The also retired Senegal-born Patrick Vieira's mother is Cape Verdian. Vieira is a French national, because his family moved to that country when he was a child. After his debut playing for Cannes, Vieira played for Juventus, Internazionale and Manchester City. He was part of the national team of France that won the World Cup in 1998, playing a key role in the victory goal, and he continued to wear the French jersey for over 10 years, achieving numerous honours.
Nani (Wikimedia Commons)
Blue Sharks History and Players
The way Cape Verde football has evolved can be seen in the nation's FIFA ranking evolution, from position 182 in April 2000 to occupying the 62nd place in March 2012.
Cape Verde while ranked 117 in the world managed to hold the mighty Portugal to a 0-0 draw during Portugal’s World Cup preparations in 2010. The result was even more remarkable as Portugal had a full strength side including Cristiano Ronaldo and Nani.
In the qualification campaign for the 2006 World Cup, the Cape Verde football team went all the way to the Final Round. In 2010 Cape Verde came up second in its series in the Second Round, above Tanzania and Mauritius, though behind Cameroon, but didn't make it to the Third Round.

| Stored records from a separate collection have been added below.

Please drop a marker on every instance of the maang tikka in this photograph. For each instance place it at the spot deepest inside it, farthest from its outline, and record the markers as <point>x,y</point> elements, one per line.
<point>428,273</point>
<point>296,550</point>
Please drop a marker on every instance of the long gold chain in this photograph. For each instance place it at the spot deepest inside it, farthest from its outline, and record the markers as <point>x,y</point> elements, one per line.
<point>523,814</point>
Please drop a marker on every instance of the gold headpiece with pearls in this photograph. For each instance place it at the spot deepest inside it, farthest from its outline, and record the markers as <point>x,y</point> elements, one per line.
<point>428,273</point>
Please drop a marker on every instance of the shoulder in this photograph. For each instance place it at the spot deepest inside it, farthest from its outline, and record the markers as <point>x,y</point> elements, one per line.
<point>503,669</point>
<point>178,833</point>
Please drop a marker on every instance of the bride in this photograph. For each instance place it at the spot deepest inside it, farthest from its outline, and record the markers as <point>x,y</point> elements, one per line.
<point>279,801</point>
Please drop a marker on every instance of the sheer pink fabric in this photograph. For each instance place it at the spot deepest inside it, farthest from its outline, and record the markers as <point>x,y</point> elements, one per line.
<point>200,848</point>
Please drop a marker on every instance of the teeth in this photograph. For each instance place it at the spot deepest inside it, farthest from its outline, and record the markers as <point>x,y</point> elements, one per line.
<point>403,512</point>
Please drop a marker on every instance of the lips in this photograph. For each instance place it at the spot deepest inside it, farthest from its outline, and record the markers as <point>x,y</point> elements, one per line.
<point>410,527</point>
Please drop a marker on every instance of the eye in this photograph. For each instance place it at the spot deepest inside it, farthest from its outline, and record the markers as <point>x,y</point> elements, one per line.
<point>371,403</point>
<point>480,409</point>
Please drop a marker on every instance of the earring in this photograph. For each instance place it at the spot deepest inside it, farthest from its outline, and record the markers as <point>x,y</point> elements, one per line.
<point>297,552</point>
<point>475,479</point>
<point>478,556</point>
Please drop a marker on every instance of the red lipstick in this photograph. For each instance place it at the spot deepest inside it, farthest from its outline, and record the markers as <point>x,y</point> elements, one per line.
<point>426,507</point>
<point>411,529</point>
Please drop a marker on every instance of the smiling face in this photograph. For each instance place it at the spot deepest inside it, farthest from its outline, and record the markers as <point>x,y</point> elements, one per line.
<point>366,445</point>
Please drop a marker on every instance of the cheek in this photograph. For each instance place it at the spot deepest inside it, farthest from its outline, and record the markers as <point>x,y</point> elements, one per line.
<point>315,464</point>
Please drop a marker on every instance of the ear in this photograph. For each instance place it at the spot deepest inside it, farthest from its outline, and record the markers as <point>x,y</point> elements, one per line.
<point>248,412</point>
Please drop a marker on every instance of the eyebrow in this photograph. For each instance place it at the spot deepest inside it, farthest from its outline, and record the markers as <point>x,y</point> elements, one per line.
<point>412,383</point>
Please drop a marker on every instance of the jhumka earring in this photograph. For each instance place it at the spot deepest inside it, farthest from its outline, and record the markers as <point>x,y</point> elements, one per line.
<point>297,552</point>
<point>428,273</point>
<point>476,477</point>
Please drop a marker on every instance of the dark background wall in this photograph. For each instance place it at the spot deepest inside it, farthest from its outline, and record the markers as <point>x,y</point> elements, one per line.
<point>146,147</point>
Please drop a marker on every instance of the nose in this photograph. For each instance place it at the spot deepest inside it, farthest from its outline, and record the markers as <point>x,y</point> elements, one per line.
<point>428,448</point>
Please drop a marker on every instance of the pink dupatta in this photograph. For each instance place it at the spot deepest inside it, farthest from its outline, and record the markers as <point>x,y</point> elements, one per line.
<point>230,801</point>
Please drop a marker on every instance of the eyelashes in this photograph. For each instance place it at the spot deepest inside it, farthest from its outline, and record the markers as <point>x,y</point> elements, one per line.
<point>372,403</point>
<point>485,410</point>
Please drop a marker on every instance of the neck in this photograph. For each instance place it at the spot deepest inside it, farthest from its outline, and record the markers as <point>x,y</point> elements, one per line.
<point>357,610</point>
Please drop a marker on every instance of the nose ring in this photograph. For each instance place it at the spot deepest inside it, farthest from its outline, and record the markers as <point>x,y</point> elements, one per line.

The Blue Sharks most important triumphs include winning the Amilcar Cabral Cup in 2000 and the
Lusophony Games in 2009.
The latest line-up of the Cape Verde national team includes a number of internationally acclaimed players. Odysseu Guy Ramos, currently plays in the Netherlands for RKC Waalwijk, Toni Varela plays for Sparta Rotterdam, Ryan Mendes da Graça plays for Le Havre in France and Valdo plays for Levante, while Valter plays for CD Alcala, both in Spain. The list includes players from local Cape Verde teams as well, such as Vozinha and Cadu from Mindelense, Kadu from Boavista de Praia, Dario from Sporting the Praia and Adilson from Académica da Praia.
The team's current manager Lucio Antunes, who has put together a team of players who play abroad, complains that it is hard to prepare the team for international matches in such a short time, not being able to rely on players who are available to train in Cape Verde for longer periods. However, Antunes maintains that he is working on making the team spirit stronger, and he is very confident about Cape Verde's possibilities in view of the next world cup in Brazil.
Cape Verde is currently ranked 15th in Africa, and it is dreaming of great achievements for the future.